Is Your Business Stuck? How Leaders Get Outside the Box

"Getting stuck" happens to the best of entrepreneurs. Whether they are the biggest employer in a small town or a family business in a big city, they often find themselves in critical transitions such as losing customers, market share, money or the dream of leaving a family legacy.

Business owners unknowingly put themselves in a box and stay there; their business processes and go-to-market strategies remain stagnant. What's more, many industries are going through fundamental changes — such as overseas manufacturing — but many owners are slow to adapt. For starters, they need to consider new ways to serve customers, improve automation and make investments in capital equipment that will pay off. Yet forward-thinking strategies seem impossible while struggling through a transition.

Three common signs of companies that "get stuck" include:

Sign #1: Working with the same people for too many years. Long-time employees are loyal but they aren't innovative enough to help the business get "unstuck" during a business decline. Outside ideas are needed to change market approaches, streamline work processes and apply new trends. Owners should strive for management balance between experienced people from inside and "new blood" from outside the organization.

Sign #2: Fighting fires on a regular basis; always operating in a reactive mode. Even while losing money every month, there's no clear plan to change. Owners should step back and look proactively at how the business could run differently.

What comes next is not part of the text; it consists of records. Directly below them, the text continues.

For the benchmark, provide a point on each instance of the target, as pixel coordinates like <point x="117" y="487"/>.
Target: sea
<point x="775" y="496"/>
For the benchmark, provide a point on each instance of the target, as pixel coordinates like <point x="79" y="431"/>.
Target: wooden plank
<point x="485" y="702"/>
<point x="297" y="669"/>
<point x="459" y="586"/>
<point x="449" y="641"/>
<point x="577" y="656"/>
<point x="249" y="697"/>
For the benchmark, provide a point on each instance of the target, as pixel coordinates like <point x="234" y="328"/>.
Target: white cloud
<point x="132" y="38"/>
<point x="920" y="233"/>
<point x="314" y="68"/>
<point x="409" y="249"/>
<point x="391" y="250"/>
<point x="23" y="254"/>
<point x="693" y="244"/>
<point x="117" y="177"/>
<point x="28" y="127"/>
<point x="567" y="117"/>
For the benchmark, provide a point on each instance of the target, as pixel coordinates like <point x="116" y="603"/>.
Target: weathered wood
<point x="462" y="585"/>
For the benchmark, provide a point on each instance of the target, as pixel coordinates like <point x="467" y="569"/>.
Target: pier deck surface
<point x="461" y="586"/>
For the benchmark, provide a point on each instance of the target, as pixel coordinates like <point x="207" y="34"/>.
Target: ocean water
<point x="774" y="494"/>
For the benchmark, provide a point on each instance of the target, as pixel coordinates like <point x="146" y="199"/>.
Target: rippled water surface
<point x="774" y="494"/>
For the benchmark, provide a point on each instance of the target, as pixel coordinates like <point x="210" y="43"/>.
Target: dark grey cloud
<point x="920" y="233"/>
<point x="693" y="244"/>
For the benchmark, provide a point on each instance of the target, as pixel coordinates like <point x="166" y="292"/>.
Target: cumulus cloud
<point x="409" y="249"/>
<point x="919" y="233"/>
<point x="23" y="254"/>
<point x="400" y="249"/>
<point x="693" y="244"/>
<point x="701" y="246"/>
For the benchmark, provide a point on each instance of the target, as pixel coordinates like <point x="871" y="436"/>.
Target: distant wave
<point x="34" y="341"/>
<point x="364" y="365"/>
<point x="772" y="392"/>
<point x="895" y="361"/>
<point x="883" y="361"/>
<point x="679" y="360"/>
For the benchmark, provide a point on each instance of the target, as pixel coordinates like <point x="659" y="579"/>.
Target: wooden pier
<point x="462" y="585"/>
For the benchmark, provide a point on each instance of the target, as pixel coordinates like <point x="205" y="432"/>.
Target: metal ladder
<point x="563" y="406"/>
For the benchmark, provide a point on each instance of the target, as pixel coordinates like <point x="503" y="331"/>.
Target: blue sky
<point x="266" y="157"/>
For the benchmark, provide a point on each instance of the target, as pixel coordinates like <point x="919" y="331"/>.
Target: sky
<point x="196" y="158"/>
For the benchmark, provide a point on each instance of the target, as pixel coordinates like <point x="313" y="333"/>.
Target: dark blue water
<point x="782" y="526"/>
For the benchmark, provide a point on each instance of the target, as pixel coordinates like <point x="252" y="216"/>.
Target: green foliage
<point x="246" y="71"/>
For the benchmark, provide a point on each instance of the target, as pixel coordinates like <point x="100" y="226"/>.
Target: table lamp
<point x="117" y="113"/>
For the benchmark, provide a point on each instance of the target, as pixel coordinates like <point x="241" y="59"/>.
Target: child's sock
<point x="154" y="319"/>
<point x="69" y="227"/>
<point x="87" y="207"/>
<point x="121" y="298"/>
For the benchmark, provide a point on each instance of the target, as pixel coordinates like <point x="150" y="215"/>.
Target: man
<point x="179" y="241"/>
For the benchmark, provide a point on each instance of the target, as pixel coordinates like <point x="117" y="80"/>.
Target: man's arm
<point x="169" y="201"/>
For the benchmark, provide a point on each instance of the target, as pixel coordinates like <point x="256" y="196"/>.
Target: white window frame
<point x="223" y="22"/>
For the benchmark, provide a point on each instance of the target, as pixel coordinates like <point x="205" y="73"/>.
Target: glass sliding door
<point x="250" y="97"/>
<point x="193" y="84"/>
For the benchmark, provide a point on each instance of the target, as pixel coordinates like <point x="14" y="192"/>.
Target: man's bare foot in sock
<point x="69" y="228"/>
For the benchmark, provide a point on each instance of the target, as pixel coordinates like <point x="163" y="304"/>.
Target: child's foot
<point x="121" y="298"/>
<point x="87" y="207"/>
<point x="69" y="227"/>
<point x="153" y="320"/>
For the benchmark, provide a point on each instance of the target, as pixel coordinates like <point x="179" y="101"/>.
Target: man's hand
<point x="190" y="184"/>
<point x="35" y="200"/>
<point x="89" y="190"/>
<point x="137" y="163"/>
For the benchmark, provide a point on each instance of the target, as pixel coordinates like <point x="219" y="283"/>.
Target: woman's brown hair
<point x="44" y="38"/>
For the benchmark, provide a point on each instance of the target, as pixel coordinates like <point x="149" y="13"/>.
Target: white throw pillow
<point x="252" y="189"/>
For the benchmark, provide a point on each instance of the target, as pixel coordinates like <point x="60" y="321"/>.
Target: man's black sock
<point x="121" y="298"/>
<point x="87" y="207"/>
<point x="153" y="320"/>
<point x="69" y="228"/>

Sign #3: An increased reliance on a small handful of customers. This is a major vulnerability for any business and can come from a compensation program that rewards salespeople for maintaining customers rather than finding new ones.

In many cases, business owners can easily make a bad situation worse due to leadership limitations.
A change of the owner's mindset is important — from "the business needs me" and "I'm in charge!" — to putting the organization first as a leader and developer of people. Important leadership steps toward getting through a transition include:

  1. Let others make decisions by mentoring them. When employees rely on the owner for all decision-making, there's no room for growth and new ideas. Owners should ask questions that help employees see the rationale behind good decisions, such as "What options do you see to solve this problem?" "Which option would you choose and why?" If there are options they haven't considered, offer alternatives and then allow employees time to think before making a final choice. This approach grows a sense of accomplishment and people's ability to handle more responsibility.
  2. Set up accountability processes. To encourage and monitor good decision-making, the owner should be the voice of accountability: How do we work the plan? How soon will this project be done? How are we doing? Systematic follow up on issues that others are assigned to complete is the mark of a proactive leader.
  3. Look for both formal and informal learning opportunities. Constant learning about the world outside of the organization contributes to becoming a better leader. Examples include peer-to-peer groups, outside training, coaching, books, magazines, trade organizations, and business events.
  4. Gain satisfaction in making others successful rather than taking all the credit. For example, celebrate employee accomplishments even though they may have done it differently than the owner. While becoming a better trainer by helping people learn, an owner can move from day-to-day management to more proactive strategies.
  5. Get better positioned. Look at the business through the eyes of customers and consider how to realign the business model to make it easier for others to work with you. This may be as easy as a once a week proactive phone call with major customers to discuss inventory levels or track production schedules.
  6. Getting "unstuck" doesn't happen overnight yet owners that provide strong leadership have developed a team that is capable of solving problems during a decline in business. In the process, owners have more time and energy to grasp a vision and look outside the box.